This would work to charge the 12V battery, just inefficient. Alternators don't make very good chargers, and a separate 12V charger for the accessory bat seems cheaper then working up an alternator mount and all that.

But I still like DC/DC converters better. $188 doesn't buy much battery these days, anyways.


----------



## maiku (Jun 1, 2008)

VDubber said:


> But I still like DC/DC converters better. $188 doesn't buy much battery these days, anyways.


i think the point was to try and avoid using the pack voltage
i'm not sure how much of a draw it would cause, but with EV's, every little bit counts


----------



## adric22 (Jan 17, 2008)

VDubber said:


> This would work to charge the 12V battery, just inefficient. Alternators don't make very good chargers, and a separate 12V charger for the accessory bat seems cheaper then working up an alternator mount and all that.


I've actually seen two different vehicles where they were designed in this manner. However, I think it is a horrible design for many reasons. 


It is mechanically a lot more complicated to design and build
It pulls torque away from your motor, so you'll have less power for driving
Alternators are not very efficient so in the long run, you'll waste more power that way.
I prefer a seperate charger on the 12V pack, but a DC-DC converter is acceptable also. I don't like the alternator designs.


----------



## Qer (May 7, 2008)

maiku said:


> i think the point was to try and avoid using the pack voltage
> i'm not sure how much of a draw it would cause, but with EV's, every little bit counts


If your car is using 300 Wh/mile and you're going 40 MPH, that means the motor will draw 12 kW from your main pack. If you add head lights etc to that, it's maybe 12.2 kW instead. Add power steering and you might be up to 12.4, vacuum pump, radio etc might add a hundred Watts or so on top of that. So yes, it does affect the range but if you're going to pull hundreds of Watts from an auxiliary battery it has to be a serious battery -> more weight to haul around or less weight left for the main pack.

So in the end it doesn't really matter. Everything that chews electricity will affect the range, directly or indirectly and all the power you use up will have to be stored in lead (or if you have the budget, Lithium). Having an auxiliary battery is technically simpler and probably cheaper but will mean a Voltage that's slowly degrading during the discharge which will mean less light from the head lights (try to use the main lights in the darkness on an ICE-car with and without the engine running).

Having a DC/DC-converter instead means that all the lead weight can be put in the main pack so depending on the situation it might actually give you more range (although not much more) and better light from the head lights, but instead it's a technically more complicated and expensive solution.
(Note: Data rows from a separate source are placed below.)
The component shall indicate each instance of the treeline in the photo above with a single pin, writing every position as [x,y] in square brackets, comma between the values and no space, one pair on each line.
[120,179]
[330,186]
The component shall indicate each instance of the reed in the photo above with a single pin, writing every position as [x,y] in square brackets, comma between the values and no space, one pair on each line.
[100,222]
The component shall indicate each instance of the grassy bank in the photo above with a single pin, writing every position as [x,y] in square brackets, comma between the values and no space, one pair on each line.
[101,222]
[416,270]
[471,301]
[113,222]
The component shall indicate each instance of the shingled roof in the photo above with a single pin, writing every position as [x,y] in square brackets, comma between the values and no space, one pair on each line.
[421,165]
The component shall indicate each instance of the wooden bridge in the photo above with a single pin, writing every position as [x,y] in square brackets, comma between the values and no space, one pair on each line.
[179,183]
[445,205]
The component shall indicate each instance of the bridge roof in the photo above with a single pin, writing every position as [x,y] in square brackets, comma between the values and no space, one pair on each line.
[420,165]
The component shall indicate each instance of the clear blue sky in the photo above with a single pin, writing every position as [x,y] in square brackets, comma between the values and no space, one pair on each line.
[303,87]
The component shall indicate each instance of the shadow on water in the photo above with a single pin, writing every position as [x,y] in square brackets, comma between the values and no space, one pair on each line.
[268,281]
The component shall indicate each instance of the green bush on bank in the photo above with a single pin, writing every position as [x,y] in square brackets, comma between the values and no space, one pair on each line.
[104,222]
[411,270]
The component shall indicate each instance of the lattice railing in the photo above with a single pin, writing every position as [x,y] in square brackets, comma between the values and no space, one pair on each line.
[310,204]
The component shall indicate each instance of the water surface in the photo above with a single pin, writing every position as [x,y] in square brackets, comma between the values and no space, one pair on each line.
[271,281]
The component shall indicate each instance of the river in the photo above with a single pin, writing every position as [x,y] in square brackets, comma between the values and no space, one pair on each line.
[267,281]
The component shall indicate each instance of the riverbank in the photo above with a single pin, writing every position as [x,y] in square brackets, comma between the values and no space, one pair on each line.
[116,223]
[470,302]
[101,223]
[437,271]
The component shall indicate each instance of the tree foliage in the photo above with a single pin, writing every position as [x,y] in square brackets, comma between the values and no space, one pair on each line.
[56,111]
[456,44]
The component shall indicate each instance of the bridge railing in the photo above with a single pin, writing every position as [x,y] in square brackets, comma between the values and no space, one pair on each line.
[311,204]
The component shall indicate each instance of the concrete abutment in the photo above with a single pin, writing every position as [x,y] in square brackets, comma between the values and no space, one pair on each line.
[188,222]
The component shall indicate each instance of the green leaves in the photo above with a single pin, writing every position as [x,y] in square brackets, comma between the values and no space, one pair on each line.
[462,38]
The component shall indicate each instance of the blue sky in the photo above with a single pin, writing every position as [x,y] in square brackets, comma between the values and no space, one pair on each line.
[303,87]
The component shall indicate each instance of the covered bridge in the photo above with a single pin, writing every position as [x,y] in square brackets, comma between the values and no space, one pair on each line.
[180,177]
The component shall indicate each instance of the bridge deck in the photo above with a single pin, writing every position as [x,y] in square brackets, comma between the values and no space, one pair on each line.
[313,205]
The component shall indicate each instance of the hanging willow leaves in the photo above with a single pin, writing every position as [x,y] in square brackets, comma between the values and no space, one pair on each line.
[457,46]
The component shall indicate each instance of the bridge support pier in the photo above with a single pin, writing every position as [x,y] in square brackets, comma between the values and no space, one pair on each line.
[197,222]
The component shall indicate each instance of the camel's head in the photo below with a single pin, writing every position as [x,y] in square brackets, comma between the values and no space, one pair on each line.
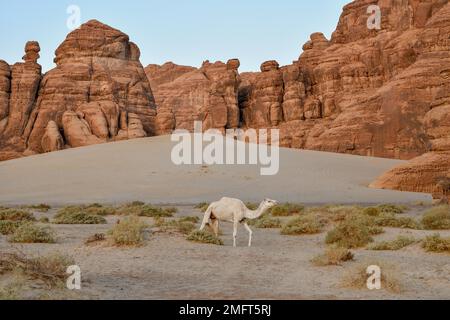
[269,203]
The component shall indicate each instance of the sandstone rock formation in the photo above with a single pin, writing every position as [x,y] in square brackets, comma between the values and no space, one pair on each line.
[185,94]
[98,80]
[369,92]
[365,91]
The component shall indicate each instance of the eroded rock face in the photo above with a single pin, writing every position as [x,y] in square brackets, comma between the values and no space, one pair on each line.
[368,92]
[426,173]
[184,95]
[98,79]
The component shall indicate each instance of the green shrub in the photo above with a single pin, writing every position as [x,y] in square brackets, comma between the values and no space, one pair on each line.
[93,209]
[183,225]
[145,210]
[392,208]
[32,233]
[286,209]
[202,206]
[350,233]
[302,225]
[390,220]
[435,243]
[51,269]
[437,218]
[333,256]
[8,227]
[128,232]
[204,237]
[16,215]
[39,207]
[396,244]
[372,211]
[72,216]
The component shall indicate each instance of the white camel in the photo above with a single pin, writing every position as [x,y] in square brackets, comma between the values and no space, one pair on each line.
[234,211]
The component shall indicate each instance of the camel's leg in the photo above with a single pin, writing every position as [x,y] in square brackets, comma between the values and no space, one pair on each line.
[215,226]
[250,232]
[206,218]
[235,225]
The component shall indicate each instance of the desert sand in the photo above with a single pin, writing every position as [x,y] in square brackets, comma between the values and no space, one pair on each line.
[276,267]
[142,169]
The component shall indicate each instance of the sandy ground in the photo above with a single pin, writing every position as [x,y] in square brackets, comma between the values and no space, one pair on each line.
[170,267]
[142,170]
[276,267]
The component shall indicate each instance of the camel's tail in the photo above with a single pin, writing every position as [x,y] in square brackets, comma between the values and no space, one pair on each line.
[206,217]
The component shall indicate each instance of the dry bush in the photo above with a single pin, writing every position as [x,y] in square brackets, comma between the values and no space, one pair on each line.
[128,232]
[392,208]
[333,256]
[32,233]
[390,220]
[265,222]
[350,233]
[184,225]
[92,209]
[50,269]
[145,210]
[202,206]
[357,277]
[8,227]
[204,237]
[436,243]
[76,215]
[437,218]
[16,215]
[98,237]
[396,244]
[39,207]
[308,224]
[286,209]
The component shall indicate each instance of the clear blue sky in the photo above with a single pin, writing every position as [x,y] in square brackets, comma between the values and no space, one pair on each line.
[183,31]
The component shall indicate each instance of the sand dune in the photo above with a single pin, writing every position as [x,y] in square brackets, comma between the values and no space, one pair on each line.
[142,170]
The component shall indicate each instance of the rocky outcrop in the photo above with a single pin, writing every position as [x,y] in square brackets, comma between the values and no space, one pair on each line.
[98,79]
[370,92]
[428,173]
[52,139]
[184,95]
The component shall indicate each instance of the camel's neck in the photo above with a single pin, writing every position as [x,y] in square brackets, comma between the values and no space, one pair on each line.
[255,214]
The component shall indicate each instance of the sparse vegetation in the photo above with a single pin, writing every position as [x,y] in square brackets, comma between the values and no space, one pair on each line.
[202,206]
[8,227]
[286,209]
[350,233]
[436,243]
[16,215]
[357,277]
[44,220]
[183,225]
[396,244]
[98,237]
[204,237]
[392,208]
[77,215]
[437,218]
[39,207]
[308,224]
[50,269]
[390,220]
[333,256]
[32,233]
[128,232]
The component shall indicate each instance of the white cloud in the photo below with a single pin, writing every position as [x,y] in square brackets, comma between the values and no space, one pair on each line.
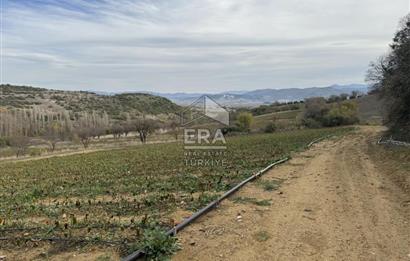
[192,45]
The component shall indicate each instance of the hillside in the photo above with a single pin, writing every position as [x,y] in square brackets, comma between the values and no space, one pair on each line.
[79,101]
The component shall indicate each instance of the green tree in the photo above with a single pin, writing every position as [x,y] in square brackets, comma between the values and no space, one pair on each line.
[244,121]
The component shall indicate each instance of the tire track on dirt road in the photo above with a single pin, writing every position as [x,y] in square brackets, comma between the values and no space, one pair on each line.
[334,204]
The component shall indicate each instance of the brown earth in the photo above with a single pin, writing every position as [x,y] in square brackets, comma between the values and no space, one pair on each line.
[337,202]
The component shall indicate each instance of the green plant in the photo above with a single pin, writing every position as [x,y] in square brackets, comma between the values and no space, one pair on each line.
[158,245]
[270,185]
[262,236]
[270,127]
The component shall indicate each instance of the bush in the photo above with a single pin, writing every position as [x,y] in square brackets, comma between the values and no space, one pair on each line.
[244,121]
[158,245]
[318,113]
[270,128]
[344,113]
[4,142]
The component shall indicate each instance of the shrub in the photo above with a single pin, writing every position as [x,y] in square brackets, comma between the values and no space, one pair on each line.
[158,245]
[244,121]
[270,127]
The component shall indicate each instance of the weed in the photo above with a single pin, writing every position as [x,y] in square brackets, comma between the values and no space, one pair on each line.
[262,236]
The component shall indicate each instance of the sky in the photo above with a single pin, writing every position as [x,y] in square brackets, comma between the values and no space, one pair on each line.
[193,45]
However, you should still have a small auxiliary battery (like MC-size or so)! You don't want the car to black out if the DC/DC dies on you.

Going for a battery or DC/DC is a design issue, really. Both have cons and pros. I do lots of driving in the dark (approximately 4 months are pitch dark when I go to and from work where I live) and I just can't stand bad head lights (that's when you smack on huge extra lights quicker than quick around here). If you live closer to the equator it's probably not an issue for you. YMMV, as they say.


----------



## maiku (Jun 1, 2008)

i guess the minute amount of wh taken from the pack from a DC converter isn't that high
maybe it's better to use a 12V during daytime and DC/DC at night


----------



## desiv (May 20, 2008)

Just a question.
If you use a DC/DC, do you also need to charge the 12V when you charge the main pack, or will the DC/DC give you enough voltage to not have to charge the accessory battery when you charge the pack?

desiv


----------



## VDubber (Jun 2, 2008)

desiv said:


> Just a question.
> If you use a DC/DC, do you also need to charge the 12V when you charge the main pack, or will the DC/DC give you enough voltage to not have to charge the accessory battery when you charge the pack?
> 
> desiv


Many of the DC/DC converters offered for EV use will output 13.8volts - this is a good voltage to float charge a 12V SLI battery and matches an alternators output.
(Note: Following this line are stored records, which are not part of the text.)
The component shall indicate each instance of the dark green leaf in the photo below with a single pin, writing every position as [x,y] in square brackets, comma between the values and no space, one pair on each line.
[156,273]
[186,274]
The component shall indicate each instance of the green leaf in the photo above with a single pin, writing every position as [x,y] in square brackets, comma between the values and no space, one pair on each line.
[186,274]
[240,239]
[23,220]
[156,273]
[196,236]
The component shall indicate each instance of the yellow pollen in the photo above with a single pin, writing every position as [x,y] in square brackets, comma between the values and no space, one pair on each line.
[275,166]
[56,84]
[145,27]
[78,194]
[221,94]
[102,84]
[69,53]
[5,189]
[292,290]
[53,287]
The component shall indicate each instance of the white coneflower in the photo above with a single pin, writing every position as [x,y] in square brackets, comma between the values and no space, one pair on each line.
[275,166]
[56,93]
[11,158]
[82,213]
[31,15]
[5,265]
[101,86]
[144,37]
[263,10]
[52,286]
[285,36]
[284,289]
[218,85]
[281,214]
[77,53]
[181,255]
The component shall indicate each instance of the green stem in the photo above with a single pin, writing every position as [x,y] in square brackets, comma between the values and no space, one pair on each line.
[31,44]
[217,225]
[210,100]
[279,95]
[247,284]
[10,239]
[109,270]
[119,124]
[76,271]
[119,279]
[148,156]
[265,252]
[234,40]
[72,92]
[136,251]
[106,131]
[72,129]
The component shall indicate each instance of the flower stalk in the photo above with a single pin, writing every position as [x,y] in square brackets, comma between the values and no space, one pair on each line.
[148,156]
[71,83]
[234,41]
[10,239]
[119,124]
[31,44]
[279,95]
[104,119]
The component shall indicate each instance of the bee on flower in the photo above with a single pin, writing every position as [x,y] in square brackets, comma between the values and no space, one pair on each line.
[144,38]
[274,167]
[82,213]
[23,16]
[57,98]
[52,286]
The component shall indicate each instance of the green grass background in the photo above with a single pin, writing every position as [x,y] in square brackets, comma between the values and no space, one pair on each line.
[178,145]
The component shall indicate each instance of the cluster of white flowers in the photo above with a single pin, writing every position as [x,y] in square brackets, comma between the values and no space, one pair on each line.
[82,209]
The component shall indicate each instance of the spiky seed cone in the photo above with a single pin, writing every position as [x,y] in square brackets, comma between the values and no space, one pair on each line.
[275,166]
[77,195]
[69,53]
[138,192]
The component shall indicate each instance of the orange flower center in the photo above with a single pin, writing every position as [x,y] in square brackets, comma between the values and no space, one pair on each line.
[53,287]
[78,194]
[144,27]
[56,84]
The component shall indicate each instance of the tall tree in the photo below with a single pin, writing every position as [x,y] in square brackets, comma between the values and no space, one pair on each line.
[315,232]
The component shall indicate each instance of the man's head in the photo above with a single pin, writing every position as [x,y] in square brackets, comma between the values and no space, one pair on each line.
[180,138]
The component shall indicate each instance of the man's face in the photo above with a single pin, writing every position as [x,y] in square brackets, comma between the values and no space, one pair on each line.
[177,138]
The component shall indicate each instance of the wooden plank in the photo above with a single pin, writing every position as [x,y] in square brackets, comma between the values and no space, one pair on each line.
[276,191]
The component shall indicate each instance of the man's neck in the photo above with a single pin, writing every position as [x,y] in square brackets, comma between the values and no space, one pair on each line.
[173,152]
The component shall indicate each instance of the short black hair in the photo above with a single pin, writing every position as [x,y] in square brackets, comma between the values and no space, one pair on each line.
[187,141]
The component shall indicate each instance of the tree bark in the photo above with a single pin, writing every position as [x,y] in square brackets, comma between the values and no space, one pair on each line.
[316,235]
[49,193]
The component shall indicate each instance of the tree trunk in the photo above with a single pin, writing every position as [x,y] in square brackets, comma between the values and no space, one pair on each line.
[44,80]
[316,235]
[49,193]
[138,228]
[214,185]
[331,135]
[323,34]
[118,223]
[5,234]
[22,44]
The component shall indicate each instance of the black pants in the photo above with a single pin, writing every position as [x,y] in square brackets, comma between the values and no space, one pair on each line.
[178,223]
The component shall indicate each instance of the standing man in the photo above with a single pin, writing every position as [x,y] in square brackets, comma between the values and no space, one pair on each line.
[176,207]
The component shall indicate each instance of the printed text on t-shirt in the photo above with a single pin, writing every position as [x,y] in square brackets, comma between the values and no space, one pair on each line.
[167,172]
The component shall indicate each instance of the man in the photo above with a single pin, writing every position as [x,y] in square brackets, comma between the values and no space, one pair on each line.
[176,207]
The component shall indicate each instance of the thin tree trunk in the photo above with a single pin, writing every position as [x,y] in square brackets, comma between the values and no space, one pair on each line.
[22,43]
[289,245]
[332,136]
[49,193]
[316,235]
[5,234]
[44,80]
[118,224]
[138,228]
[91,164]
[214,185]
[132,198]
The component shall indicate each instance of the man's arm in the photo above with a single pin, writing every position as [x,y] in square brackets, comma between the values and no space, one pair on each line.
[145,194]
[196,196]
You can use a cheap 12V motorcycle starting battery, since it is only used to fire up the controller/contactors and for emergency backup. It also helps smooth out any current spikes from starting smaller motors (aka the heater and wipers). Just hook the converter to chassis ground and the battery's positive terminal. Then hook the battery up as usual to the car. Think of the converter as a solid state alternator


----------